Texton shareholders are referred to the announcement released on SENS on 29 August 2016 which communicated that the board of directors of Texton consider the potential internalisation of the management of Texton on a regular basis.
Pursuant to the above, Shareholders are hereby advised that the Board and the shareholders of Texton Property Investments Proprietary Limited have agreed the terms of a potential transaction that, if implemented, would have the economic effect of internalizing the management of Texton in a manner that would better align the interests of the Company’s management and investors and is consistent with global best practice.

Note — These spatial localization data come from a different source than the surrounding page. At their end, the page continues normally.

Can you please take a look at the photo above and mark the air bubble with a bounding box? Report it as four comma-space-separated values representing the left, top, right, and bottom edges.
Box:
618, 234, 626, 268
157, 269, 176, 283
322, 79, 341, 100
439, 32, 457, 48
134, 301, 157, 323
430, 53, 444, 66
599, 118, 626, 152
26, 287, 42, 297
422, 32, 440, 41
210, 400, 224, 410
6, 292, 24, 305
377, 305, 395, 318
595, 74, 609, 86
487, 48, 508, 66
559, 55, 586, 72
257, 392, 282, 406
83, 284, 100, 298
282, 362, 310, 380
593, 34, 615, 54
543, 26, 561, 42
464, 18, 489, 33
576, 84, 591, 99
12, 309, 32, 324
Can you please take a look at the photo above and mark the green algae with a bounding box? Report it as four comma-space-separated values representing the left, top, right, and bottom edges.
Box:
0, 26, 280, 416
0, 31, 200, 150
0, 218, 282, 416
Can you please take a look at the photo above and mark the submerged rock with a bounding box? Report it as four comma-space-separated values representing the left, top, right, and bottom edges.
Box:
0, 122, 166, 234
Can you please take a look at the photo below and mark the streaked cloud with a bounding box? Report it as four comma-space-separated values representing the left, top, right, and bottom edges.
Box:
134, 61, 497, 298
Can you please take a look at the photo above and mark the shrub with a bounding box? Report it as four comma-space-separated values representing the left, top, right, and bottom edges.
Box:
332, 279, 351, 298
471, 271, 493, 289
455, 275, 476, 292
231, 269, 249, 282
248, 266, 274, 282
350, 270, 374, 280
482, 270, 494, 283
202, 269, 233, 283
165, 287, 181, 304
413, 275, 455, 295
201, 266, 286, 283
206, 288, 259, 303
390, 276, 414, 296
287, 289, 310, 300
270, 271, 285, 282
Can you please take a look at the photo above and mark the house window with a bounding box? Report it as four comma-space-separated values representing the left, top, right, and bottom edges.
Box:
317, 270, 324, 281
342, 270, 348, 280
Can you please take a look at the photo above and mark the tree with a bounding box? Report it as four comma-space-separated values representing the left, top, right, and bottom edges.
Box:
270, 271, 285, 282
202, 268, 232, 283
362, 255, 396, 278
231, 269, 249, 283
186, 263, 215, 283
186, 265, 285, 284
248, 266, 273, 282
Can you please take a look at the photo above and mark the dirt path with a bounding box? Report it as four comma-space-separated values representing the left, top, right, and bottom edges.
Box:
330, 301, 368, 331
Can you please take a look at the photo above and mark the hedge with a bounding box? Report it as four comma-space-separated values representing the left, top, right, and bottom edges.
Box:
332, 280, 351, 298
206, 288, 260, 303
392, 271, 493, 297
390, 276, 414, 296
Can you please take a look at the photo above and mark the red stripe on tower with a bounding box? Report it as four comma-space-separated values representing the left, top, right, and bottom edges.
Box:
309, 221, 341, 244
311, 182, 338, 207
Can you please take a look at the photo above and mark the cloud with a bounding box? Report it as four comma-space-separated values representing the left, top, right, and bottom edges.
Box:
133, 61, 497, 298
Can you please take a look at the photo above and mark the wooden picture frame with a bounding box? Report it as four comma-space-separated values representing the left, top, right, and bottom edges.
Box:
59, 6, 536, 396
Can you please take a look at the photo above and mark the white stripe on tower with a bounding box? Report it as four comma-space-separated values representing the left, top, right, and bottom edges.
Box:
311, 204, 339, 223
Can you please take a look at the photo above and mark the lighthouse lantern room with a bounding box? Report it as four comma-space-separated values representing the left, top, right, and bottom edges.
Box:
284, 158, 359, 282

High level terms of the Proposed Manco Internalization
In terms of the Proposed Manco Internalisation, a consideration of R180 million will be paid by Texton to the Manager in cash.
The Proposed Manco Internalisation will be subject to the fulfillment of, inter alia, the following conditions precedent:
- Texton having carried out a due diligence exercise on the Manager to its satisfaction;
- Texton and the Manager entering into definitive binding agreements pursuant to the Proposed Manco Internalisation;
- All resolutions required to implement the Proposed Manco Internalization being approved by Shareholders, to the extent required; and
- All required regulatory approvals, including a fairness opinion, being obtained.
The Company has received indicative support for the Proposed Manco Internalisation from shareholders who control circa 40% of the eligible votes in relation thereto.
Further details relating to the Proposed Manco Internalisation will be released in due course.